Otobüs ayarlandı ve Carina günlüğünde, bir otobüs dolusu Alevi gençle yolculuk yaptığını, çok neşeli ve devamlı türkü çalındığını, çok sefalı bir yolculuk olduğunu yazmıştı. 1 Temmuz 1993 saat 08.00'de Sivas'a varılmıştı. Günlüğünde yemek yiyip, gösterime gittiğini ve akşam ise kütük üzere uyuduğunu yazmıştı.
KATLİAM GÜNÜNDE NELER YAPTI?
2 Temmuz 1993 günü tutulan notlar, günlüğün son metinleri oldu. Sabah erken kalkıp, turist moduna girerek, yanındaki fotoğraf makinesi ve Türkiye rehber kitabını alarak tarihi yapıları gezmeye başladı. Etrafı gezdi, sohbet etti ve velev karikatürünü bile çizdirdi.
Günlüğünde en son metinleri, Madımak Oteli içindeyken olanları anlatmaya başlamıştı. Ama Madımak Oteli'ne nasıl geldiği anların metinleri yoktu.
Otelde yazılan son notlar şöyleydi:
* “Yine her bir şeylere şahit oldum. Şu anda 'kapatılmış' bir vaziyette bir otelde oturmaktayız, çünkü dışarıdaki kökten diyanetçi Müslümanlar dolaşıp duruyorlar.”
* “Otelin içinde olduğunu ve dışarı çıkamadıklarını buradan anlamaktayız.”

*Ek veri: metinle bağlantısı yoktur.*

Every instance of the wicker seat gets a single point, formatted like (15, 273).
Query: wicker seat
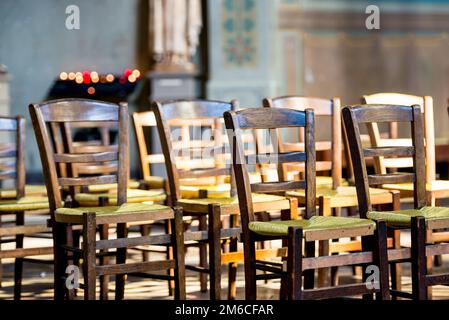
(316, 223)
(75, 215)
(133, 196)
(403, 218)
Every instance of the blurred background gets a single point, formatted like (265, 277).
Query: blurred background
(234, 49)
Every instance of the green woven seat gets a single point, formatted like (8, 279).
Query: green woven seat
(316, 223)
(402, 218)
(213, 191)
(126, 208)
(24, 204)
(257, 198)
(133, 196)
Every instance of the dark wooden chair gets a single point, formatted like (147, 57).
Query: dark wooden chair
(211, 206)
(333, 192)
(300, 263)
(423, 221)
(17, 203)
(63, 218)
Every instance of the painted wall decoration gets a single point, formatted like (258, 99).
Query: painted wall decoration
(239, 33)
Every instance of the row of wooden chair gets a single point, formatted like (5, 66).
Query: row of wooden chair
(206, 194)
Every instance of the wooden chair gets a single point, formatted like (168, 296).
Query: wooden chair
(103, 194)
(21, 206)
(435, 189)
(294, 232)
(333, 192)
(206, 115)
(423, 220)
(79, 110)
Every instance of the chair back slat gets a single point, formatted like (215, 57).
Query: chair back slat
(141, 121)
(12, 154)
(321, 107)
(86, 181)
(392, 136)
(364, 114)
(270, 119)
(54, 124)
(185, 155)
(380, 179)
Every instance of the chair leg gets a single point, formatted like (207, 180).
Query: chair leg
(380, 254)
(250, 268)
(60, 259)
(214, 228)
(1, 264)
(89, 258)
(122, 232)
(419, 289)
(203, 255)
(232, 267)
(294, 263)
(145, 231)
(18, 263)
(169, 255)
(104, 280)
(367, 245)
(309, 275)
(179, 255)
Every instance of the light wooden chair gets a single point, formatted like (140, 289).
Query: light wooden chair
(63, 219)
(22, 205)
(423, 220)
(207, 117)
(296, 232)
(332, 194)
(435, 188)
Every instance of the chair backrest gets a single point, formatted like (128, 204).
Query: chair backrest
(101, 144)
(392, 137)
(270, 119)
(12, 155)
(64, 113)
(141, 121)
(322, 108)
(180, 124)
(366, 114)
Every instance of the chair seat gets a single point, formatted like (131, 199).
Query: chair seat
(133, 196)
(101, 188)
(24, 204)
(436, 185)
(402, 218)
(213, 191)
(154, 182)
(30, 190)
(254, 177)
(257, 198)
(315, 223)
(74, 215)
(327, 181)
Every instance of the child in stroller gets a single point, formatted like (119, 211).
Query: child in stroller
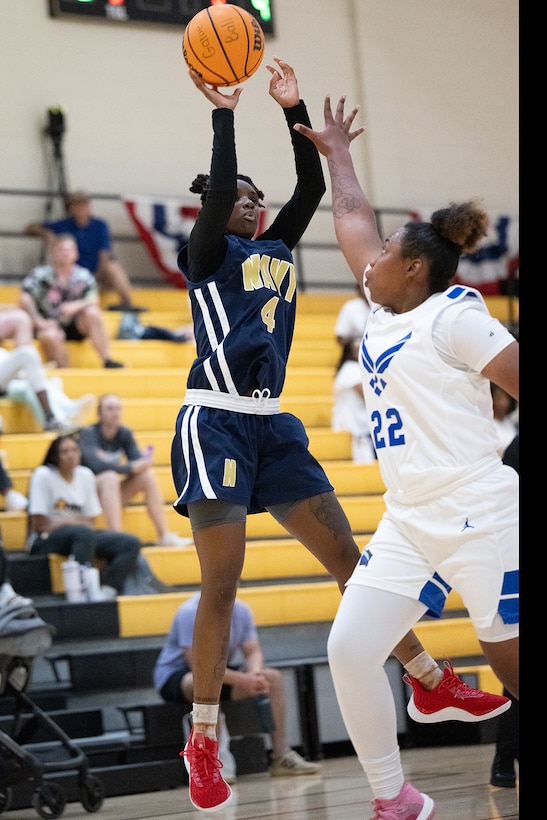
(23, 636)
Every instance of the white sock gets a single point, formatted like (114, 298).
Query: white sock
(203, 713)
(421, 665)
(385, 775)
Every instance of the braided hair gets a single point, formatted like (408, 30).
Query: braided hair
(201, 185)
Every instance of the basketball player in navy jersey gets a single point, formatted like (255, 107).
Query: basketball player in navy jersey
(234, 453)
(428, 355)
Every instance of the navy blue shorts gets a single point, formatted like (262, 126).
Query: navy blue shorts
(253, 460)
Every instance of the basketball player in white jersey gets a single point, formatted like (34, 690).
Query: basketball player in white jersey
(428, 355)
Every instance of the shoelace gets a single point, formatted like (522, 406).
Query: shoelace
(458, 687)
(261, 396)
(209, 764)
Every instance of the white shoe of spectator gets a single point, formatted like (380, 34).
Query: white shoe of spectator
(15, 501)
(8, 596)
(171, 539)
(226, 757)
(106, 593)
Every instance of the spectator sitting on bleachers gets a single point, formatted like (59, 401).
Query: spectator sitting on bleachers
(94, 243)
(109, 449)
(174, 681)
(63, 303)
(63, 506)
(16, 324)
(14, 501)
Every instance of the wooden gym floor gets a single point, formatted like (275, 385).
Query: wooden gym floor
(456, 777)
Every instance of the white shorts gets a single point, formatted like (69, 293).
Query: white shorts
(467, 541)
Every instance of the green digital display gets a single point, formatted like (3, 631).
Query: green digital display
(171, 12)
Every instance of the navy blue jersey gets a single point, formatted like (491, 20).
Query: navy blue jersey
(231, 440)
(244, 319)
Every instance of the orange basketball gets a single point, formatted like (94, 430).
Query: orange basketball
(224, 44)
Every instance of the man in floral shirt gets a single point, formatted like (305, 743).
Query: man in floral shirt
(62, 299)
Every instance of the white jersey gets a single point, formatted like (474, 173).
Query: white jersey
(431, 411)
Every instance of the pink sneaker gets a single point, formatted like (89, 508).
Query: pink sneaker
(452, 699)
(410, 804)
(208, 791)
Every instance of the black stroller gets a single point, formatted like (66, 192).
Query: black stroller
(23, 636)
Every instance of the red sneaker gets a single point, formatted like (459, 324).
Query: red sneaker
(410, 804)
(208, 791)
(452, 699)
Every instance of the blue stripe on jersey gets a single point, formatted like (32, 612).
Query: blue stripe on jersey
(508, 606)
(433, 595)
(457, 290)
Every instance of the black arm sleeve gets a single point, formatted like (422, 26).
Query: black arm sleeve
(293, 219)
(207, 244)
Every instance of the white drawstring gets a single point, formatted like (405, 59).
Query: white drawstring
(261, 396)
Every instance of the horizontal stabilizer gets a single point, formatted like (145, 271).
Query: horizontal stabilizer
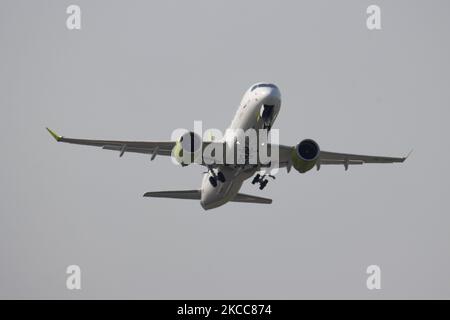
(242, 197)
(196, 195)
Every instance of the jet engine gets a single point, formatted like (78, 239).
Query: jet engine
(305, 155)
(188, 149)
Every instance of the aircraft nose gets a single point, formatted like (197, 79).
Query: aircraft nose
(271, 93)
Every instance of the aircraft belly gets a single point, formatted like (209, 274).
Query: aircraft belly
(213, 197)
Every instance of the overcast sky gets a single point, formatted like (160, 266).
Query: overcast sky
(139, 69)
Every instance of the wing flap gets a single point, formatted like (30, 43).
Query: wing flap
(179, 194)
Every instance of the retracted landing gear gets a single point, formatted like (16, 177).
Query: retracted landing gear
(261, 179)
(215, 177)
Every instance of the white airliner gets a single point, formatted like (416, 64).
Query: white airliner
(258, 109)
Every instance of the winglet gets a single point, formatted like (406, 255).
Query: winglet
(54, 135)
(407, 156)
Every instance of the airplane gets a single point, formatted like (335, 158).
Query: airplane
(221, 183)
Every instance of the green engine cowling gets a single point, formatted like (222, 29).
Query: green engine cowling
(188, 149)
(305, 155)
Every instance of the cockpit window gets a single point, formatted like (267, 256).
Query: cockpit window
(263, 85)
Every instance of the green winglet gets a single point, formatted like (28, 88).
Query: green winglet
(54, 135)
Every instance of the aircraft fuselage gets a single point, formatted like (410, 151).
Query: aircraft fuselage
(258, 109)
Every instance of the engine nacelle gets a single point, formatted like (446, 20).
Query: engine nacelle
(305, 155)
(188, 149)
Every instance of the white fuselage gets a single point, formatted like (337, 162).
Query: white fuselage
(249, 115)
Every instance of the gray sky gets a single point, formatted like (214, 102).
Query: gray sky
(139, 69)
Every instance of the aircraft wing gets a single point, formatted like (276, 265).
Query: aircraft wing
(154, 148)
(196, 195)
(336, 158)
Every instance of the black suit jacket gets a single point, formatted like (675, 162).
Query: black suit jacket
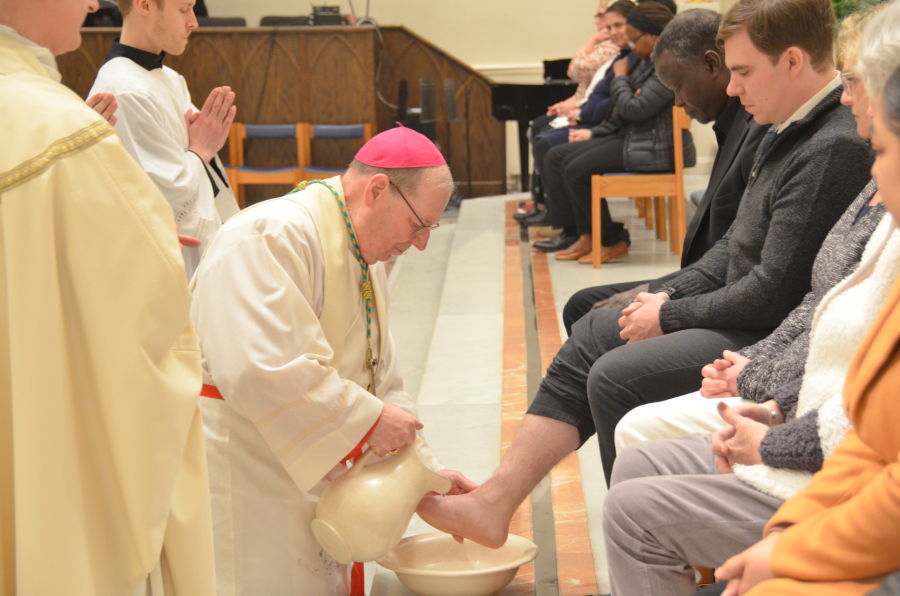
(731, 170)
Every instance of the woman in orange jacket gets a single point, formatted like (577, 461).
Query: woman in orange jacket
(839, 534)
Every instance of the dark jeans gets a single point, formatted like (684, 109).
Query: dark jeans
(596, 378)
(567, 172)
(538, 125)
(542, 143)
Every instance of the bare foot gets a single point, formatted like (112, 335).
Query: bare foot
(468, 516)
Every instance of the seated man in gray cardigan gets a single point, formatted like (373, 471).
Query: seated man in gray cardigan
(690, 63)
(808, 170)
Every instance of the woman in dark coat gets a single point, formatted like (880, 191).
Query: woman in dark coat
(635, 136)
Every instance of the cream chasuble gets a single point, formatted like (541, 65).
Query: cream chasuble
(151, 111)
(282, 325)
(102, 464)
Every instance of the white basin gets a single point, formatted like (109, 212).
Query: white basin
(436, 565)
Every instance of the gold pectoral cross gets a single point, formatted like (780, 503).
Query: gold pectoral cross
(369, 366)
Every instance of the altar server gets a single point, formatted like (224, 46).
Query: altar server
(174, 142)
(103, 485)
(291, 304)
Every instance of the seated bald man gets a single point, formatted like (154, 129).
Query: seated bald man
(290, 303)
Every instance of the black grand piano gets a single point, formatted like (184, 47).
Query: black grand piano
(524, 103)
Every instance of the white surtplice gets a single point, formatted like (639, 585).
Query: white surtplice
(152, 104)
(282, 326)
(103, 485)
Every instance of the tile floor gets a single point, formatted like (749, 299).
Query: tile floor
(458, 323)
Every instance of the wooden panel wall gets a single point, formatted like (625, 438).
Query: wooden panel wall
(408, 57)
(323, 75)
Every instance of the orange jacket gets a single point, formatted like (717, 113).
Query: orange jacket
(844, 526)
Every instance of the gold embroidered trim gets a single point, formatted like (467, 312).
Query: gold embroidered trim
(71, 145)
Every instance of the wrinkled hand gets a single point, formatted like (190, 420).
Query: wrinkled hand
(104, 104)
(720, 377)
(578, 135)
(738, 443)
(751, 567)
(395, 428)
(459, 484)
(641, 319)
(208, 128)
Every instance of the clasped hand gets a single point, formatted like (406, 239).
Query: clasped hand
(208, 128)
(739, 441)
(394, 429)
(720, 377)
(640, 320)
(751, 567)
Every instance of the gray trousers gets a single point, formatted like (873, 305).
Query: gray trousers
(596, 378)
(670, 510)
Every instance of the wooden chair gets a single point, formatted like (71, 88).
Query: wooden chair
(641, 186)
(240, 174)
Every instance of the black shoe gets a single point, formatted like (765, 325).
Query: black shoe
(560, 242)
(542, 218)
(522, 216)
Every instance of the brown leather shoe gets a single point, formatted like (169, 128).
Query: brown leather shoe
(612, 252)
(548, 232)
(572, 255)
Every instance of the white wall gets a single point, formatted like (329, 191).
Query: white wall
(486, 34)
(506, 40)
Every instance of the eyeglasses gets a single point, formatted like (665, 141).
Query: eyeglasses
(633, 42)
(424, 226)
(848, 79)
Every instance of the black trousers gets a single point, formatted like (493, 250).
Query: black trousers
(538, 125)
(567, 172)
(596, 378)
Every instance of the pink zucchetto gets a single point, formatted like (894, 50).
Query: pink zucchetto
(400, 148)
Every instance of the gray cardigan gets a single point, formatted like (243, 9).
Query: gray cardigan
(781, 357)
(776, 366)
(761, 269)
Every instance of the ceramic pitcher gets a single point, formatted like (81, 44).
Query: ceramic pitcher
(363, 514)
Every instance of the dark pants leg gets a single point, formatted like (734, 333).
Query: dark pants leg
(582, 301)
(568, 198)
(596, 378)
(538, 125)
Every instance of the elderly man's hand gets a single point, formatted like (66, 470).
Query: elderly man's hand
(720, 377)
(459, 484)
(640, 320)
(104, 104)
(751, 567)
(738, 443)
(395, 428)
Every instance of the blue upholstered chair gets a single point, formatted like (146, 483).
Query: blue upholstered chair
(241, 174)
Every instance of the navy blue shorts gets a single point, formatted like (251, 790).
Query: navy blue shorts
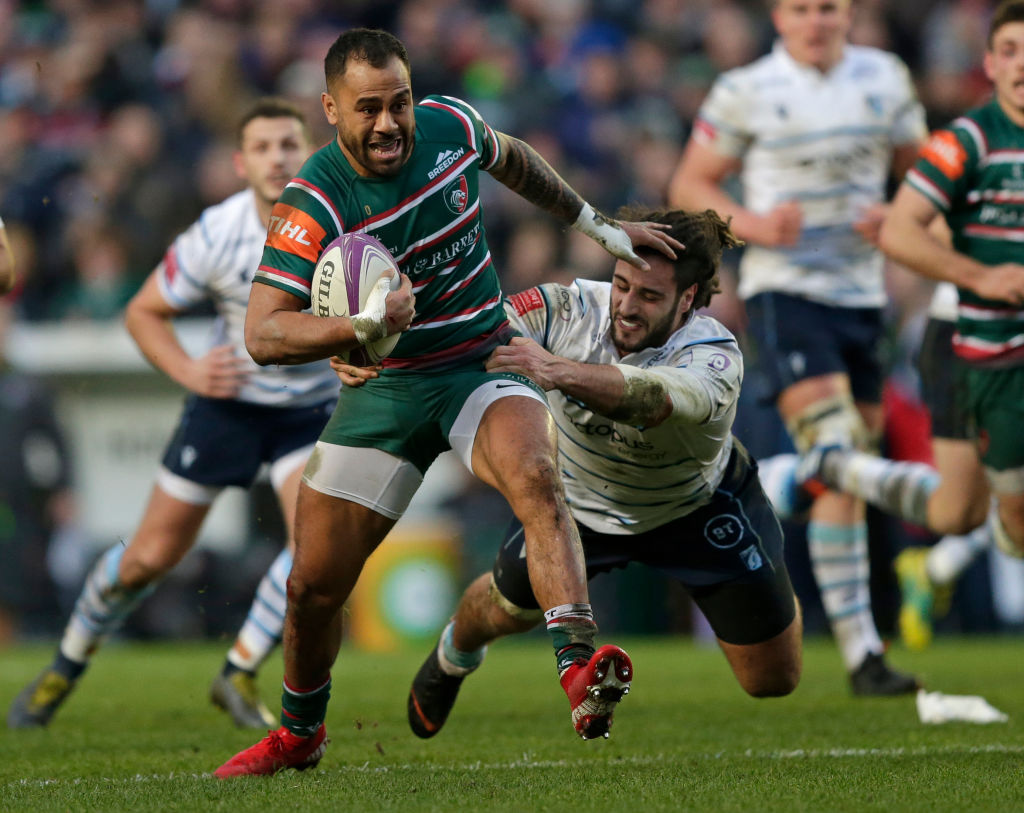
(728, 555)
(795, 339)
(942, 385)
(224, 442)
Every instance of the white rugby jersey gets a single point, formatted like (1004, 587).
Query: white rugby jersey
(825, 141)
(214, 260)
(944, 302)
(628, 479)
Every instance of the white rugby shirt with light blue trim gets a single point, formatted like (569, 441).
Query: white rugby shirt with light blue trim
(825, 141)
(627, 479)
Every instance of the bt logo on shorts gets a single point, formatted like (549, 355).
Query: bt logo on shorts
(752, 557)
(724, 530)
(718, 361)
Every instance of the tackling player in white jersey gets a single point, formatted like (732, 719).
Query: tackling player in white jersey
(238, 417)
(813, 130)
(643, 391)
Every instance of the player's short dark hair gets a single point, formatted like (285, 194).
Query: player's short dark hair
(1010, 11)
(706, 236)
(270, 108)
(372, 45)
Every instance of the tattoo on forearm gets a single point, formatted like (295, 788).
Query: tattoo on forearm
(525, 172)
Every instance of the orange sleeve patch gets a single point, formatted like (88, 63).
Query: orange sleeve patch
(526, 300)
(944, 152)
(294, 231)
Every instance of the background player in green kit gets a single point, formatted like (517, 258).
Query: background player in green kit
(972, 172)
(410, 177)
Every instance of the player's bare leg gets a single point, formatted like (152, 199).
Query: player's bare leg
(837, 533)
(479, 618)
(772, 668)
(515, 451)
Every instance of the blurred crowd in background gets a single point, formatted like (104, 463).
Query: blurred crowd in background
(118, 122)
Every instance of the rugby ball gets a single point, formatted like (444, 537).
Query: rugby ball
(346, 273)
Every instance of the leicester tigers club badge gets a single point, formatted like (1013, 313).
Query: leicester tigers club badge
(457, 196)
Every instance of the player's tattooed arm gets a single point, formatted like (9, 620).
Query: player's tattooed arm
(523, 170)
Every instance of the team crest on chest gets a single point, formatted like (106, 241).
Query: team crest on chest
(456, 196)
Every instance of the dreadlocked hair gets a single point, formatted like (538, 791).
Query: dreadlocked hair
(706, 236)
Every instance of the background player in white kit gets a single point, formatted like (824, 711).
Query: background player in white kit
(813, 130)
(643, 391)
(238, 417)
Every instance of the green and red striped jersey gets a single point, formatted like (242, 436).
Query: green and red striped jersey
(428, 217)
(973, 172)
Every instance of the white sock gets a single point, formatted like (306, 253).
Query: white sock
(264, 625)
(839, 559)
(776, 474)
(101, 607)
(898, 487)
(951, 555)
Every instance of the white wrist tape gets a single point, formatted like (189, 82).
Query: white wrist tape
(370, 324)
(607, 232)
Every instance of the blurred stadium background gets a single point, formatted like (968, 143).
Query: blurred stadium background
(116, 129)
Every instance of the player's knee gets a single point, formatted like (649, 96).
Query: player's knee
(520, 618)
(832, 421)
(141, 565)
(303, 592)
(774, 683)
(958, 519)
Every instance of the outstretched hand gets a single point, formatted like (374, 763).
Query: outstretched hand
(525, 357)
(1004, 283)
(399, 307)
(218, 374)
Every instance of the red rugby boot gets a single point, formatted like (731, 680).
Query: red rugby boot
(276, 751)
(595, 687)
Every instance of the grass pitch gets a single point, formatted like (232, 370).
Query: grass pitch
(139, 734)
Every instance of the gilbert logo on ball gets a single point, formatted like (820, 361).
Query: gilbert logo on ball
(346, 274)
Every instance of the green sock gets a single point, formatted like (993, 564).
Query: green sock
(303, 712)
(572, 631)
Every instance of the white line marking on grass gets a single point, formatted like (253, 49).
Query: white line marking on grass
(529, 763)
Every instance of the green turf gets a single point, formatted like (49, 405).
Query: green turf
(138, 734)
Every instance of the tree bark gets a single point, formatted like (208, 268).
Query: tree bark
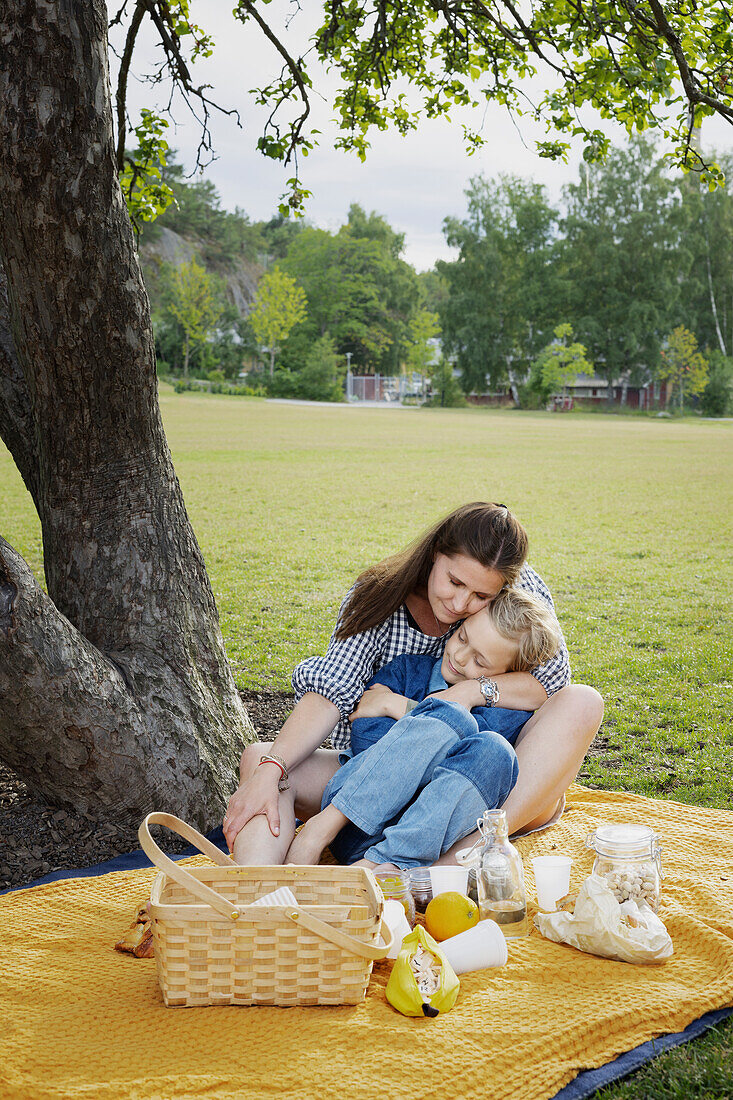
(115, 689)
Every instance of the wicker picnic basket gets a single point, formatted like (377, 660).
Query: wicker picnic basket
(212, 946)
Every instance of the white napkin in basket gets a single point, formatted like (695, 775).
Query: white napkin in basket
(281, 897)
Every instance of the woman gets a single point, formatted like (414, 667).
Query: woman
(411, 603)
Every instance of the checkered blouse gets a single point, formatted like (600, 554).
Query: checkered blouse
(349, 664)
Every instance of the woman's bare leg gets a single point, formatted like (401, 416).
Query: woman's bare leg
(255, 844)
(550, 749)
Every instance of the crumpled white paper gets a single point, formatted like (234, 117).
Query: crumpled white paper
(602, 926)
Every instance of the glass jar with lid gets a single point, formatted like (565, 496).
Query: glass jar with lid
(628, 857)
(422, 887)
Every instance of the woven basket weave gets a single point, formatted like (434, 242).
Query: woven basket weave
(214, 947)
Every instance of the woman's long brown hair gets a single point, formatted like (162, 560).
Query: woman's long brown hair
(488, 532)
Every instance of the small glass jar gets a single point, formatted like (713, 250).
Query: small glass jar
(422, 887)
(628, 857)
(396, 884)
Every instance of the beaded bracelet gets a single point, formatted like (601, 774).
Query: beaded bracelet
(282, 782)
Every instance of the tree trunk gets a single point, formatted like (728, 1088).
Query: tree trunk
(115, 688)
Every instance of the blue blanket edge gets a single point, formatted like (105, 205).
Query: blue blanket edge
(584, 1085)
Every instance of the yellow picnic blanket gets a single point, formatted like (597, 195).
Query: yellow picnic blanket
(80, 1020)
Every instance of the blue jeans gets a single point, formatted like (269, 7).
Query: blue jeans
(420, 788)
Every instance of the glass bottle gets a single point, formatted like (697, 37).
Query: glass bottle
(500, 878)
(396, 884)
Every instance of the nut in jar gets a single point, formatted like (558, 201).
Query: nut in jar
(628, 857)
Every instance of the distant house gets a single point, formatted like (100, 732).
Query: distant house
(590, 389)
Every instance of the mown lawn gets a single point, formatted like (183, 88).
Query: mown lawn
(630, 525)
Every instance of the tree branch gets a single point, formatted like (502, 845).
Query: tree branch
(692, 89)
(122, 80)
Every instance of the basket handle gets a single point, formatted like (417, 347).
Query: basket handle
(340, 938)
(199, 890)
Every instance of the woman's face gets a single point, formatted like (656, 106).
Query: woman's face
(459, 586)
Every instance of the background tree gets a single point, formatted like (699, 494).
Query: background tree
(706, 294)
(682, 366)
(424, 327)
(280, 306)
(195, 304)
(621, 260)
(446, 391)
(359, 292)
(502, 298)
(560, 362)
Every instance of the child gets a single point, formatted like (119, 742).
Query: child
(423, 772)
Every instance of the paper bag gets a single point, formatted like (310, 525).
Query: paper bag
(626, 932)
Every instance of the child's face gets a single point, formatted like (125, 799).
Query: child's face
(477, 649)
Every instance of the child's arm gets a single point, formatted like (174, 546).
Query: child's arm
(384, 696)
(518, 691)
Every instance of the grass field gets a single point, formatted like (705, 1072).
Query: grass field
(630, 525)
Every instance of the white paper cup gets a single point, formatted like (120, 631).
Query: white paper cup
(478, 947)
(394, 917)
(551, 879)
(448, 878)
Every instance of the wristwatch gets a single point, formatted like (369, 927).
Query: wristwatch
(489, 690)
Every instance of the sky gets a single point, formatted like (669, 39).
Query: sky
(414, 182)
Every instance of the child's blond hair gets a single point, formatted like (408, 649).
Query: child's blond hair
(527, 622)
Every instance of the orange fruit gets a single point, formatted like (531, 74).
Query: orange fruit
(450, 913)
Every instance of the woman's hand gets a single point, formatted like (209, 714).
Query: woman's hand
(379, 702)
(258, 794)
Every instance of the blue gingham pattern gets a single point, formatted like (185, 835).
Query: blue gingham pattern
(341, 673)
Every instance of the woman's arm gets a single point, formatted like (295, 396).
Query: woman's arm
(309, 724)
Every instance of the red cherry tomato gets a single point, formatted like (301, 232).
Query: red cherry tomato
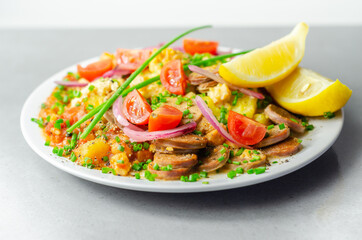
(245, 130)
(193, 46)
(96, 69)
(136, 109)
(173, 77)
(163, 118)
(131, 59)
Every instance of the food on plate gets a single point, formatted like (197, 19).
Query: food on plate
(184, 113)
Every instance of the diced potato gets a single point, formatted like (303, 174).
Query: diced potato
(120, 163)
(94, 149)
(107, 55)
(212, 106)
(262, 118)
(245, 105)
(219, 94)
(214, 138)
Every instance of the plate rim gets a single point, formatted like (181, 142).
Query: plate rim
(147, 186)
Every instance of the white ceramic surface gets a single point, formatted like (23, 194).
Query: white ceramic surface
(315, 143)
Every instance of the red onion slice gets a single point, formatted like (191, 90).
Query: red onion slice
(142, 136)
(118, 114)
(206, 111)
(218, 79)
(71, 83)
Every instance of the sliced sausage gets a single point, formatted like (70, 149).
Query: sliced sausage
(279, 115)
(285, 148)
(176, 160)
(188, 141)
(197, 79)
(275, 135)
(212, 162)
(247, 160)
(171, 150)
(174, 174)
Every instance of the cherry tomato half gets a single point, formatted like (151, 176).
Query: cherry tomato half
(163, 118)
(193, 46)
(173, 77)
(131, 59)
(245, 130)
(136, 109)
(96, 69)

” “Fakat artık işler aykırı gitmeye başlıyor. Biz uzun bir vakittir otelde oturuyoruz. Dışarıda toplanan çok sayıda ve radikal diyanetçi küme (aşırı sağcı) bağırıp naralar atıyor. Kendimi dertli ve çetinde hissediyorum, neler olacağını varsayım edemiyorum… Ahir bu kentin bir Türk kökten diyanetçiler topluluğunun bulunduğu bir konum olduğunu öğrendim. Bir güruh sloganlar atılıyordu ve bağrışmalar vardı. Bununla birlikte bir güruh de polis vardı.”
* “Fakat ben bütün bunlardan ne anlarım ki?… Dışarıdan yüksek tonda bağırmalar geliyor ancak ne olduğunu anlamıyorum…”
Tahminen bunları yazdıktan sonra otel ateşe verildi. Bir arada geldiği Asuman ve Yasemin ile birlikte 33 insanla bir arada acılı bir biçimde can verecekti.
SİVAS KATLİAMI'NDA KİMLER ÖLDÜ VE KİMLER HAYATTA KALDI?
SİVAS KATLİAMI'NI KİMLER YAPTI VE VUKUATLAR NASIL BAŞLADI?